Prevention of other liver-related diseases, such as hepatitis A and C, and damage caused by alcohol use is also discussed.

Perhaps the most important update to the HBV guideline results from the availability of potent medications active against both HIV and HBV, such as tenofovir, lamivudine, and emtricitabine, coupled with increasing evidence that it is beneficial to treat HIV at any stage of infection, even if the CD4 cell count remains high. Thus, the guidelines no longer recommend treating patients for HIV but not HBV, nor treating for HBV but not HIV. In the vast majority of HIV/HBV-coinfected patients, treatment that is active against both viruses should be initiated. Most regimens will therefore contain tenofovir with either emtricitabine or lamivudine.

Clinicians should avoid using HBV medications such as entecavir or adefovir in patients who are not fully HIV-suppressed, because they have some anti-HIV activity and can select for resistant strains of HIV virus. Caution needs to be maintained when changing or interrupting antiretroviral regimens that are also active against HBV because sudden withdrawal of HBV treatment can result in transaminase flares and liver damage.

One of the most difficult aspects of caring for HIV/HBV-coinfected patients who are on potent antiretroviral and anti-HBV therapy is determining who is at high risk of developing hepatocellular carcinoma (HCC) and how best to screen for it. The benefits of early detection of HCC are substantial, and a 5-year survival rate over 70% can be achieved at experienced centers. The risks of surveillance -- including cumulative doses of radiation if CT is used, high costs, and false-positive findings -- must be weighed against the benefits.

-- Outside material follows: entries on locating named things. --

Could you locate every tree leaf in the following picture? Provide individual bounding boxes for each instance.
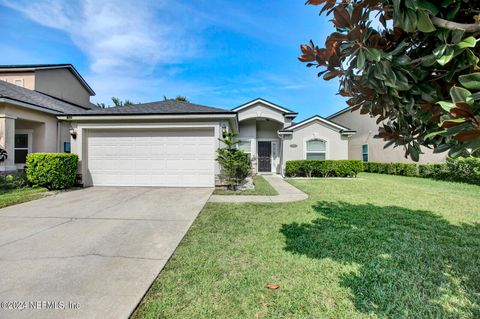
[437,101,455,112]
[365,48,382,62]
[417,10,436,33]
[333,6,350,28]
[437,47,455,65]
[450,86,471,104]
[457,37,477,49]
[357,49,365,70]
[458,72,480,91]
[417,0,438,15]
[454,130,480,142]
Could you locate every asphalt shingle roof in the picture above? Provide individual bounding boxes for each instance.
[69,100,235,115]
[0,81,87,114]
[0,81,235,115]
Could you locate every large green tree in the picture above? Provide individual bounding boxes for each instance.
[299,0,480,160]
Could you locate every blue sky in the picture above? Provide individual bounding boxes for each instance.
[0,0,345,119]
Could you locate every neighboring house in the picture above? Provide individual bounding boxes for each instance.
[327,107,448,163]
[0,64,442,187]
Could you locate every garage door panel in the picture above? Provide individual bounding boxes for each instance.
[87,129,215,187]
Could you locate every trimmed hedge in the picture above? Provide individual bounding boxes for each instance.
[26,153,78,189]
[364,157,480,185]
[285,160,363,177]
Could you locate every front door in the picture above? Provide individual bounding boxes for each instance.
[258,141,272,172]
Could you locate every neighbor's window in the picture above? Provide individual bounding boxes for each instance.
[15,134,28,164]
[362,144,368,162]
[306,139,327,160]
[237,140,252,154]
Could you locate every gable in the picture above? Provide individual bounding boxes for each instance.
[232,99,297,123]
[280,115,355,135]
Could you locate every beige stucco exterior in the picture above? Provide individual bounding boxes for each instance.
[35,69,90,107]
[0,103,70,171]
[283,121,349,162]
[329,110,447,163]
[0,71,35,90]
[233,100,350,173]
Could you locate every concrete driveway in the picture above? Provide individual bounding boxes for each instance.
[0,187,212,319]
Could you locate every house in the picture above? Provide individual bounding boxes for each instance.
[0,64,436,187]
[327,107,448,163]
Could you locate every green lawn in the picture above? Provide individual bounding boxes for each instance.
[133,173,480,318]
[213,175,278,196]
[0,188,47,208]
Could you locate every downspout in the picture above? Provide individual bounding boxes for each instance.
[57,120,61,153]
[277,131,285,177]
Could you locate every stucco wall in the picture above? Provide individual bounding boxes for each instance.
[283,122,348,162]
[257,121,283,139]
[35,69,90,107]
[0,72,35,90]
[331,111,447,163]
[238,102,285,125]
[0,104,58,152]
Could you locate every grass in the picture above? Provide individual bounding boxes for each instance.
[213,175,278,196]
[0,188,47,208]
[133,173,480,318]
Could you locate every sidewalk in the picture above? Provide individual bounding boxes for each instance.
[209,175,308,203]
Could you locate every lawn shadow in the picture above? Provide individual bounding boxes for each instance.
[281,201,480,318]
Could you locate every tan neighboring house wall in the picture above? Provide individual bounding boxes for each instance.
[0,102,70,171]
[0,72,35,90]
[328,110,447,163]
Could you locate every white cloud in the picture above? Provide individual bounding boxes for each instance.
[2,0,196,76]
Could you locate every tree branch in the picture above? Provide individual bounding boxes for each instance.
[431,17,480,32]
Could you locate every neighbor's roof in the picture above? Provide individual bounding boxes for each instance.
[0,63,95,95]
[62,100,236,116]
[0,81,92,114]
[279,115,355,133]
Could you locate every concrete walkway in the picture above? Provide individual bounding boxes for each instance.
[209,175,308,203]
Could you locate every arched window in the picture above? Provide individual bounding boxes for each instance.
[305,139,327,160]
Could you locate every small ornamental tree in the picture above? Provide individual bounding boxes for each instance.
[217,132,251,190]
[299,0,480,161]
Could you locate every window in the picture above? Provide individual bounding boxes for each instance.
[306,140,327,160]
[237,140,252,154]
[362,144,368,162]
[15,134,28,164]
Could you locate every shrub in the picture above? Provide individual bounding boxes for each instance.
[399,163,418,177]
[0,171,28,189]
[285,160,364,177]
[26,153,78,189]
[217,132,251,190]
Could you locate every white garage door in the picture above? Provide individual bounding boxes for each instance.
[87,129,215,187]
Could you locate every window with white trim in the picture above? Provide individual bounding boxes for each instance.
[237,140,252,154]
[14,133,29,164]
[362,144,368,162]
[305,139,327,160]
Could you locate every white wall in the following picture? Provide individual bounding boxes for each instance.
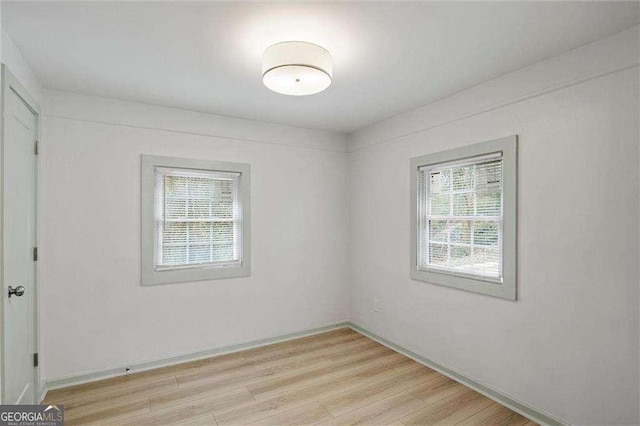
[40,91,348,381]
[349,27,640,425]
[0,28,43,104]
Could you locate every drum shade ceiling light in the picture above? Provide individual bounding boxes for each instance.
[262,41,333,96]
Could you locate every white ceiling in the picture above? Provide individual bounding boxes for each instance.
[2,1,640,132]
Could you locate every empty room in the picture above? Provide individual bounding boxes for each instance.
[0,0,640,426]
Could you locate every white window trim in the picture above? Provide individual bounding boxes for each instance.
[409,135,517,300]
[140,155,251,285]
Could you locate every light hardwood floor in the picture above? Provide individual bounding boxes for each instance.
[44,328,535,426]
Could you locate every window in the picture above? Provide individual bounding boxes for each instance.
[410,136,516,300]
[142,156,250,285]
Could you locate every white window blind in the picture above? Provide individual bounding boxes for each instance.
[418,153,503,282]
[154,167,242,270]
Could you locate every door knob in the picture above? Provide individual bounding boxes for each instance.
[9,285,24,298]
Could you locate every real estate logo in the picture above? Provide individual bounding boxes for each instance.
[0,404,64,426]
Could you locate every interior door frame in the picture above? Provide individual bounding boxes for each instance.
[0,63,42,404]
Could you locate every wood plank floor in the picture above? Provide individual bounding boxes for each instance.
[43,328,535,426]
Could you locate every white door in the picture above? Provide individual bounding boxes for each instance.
[2,88,39,404]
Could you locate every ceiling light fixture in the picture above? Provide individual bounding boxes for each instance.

Currently, this guideline parallels the HCC screening guidelines from the European Association for the Study of the Liver and American Association for the Study of Liver Diseases for HBV-monoinfected patients.10,11 Although the risk of developing HCC is lower in those with chronic HBV who are on treatment, the magnitude of risk reduction is not known and screening is still recommended for most patients, generally with triple-phase CT scan or ultrasonography every 6-12 months. Patients with known risk factors for HCC as outlined in table 5 of the guideline should especially undergo surveillance for HCC. Screening for HCC with periodic alpha-fetoprotein (AFP) measurements is no longer recommended.

Although the best approaches for preventing and treating hepatitis B infection in HIV patients are still being studied, this guideline attempts to summarize what we feel are the best practices based on information available today, and highlights the importance of treating both HIV and HBV infections together as well as carefully considering screening for HCC.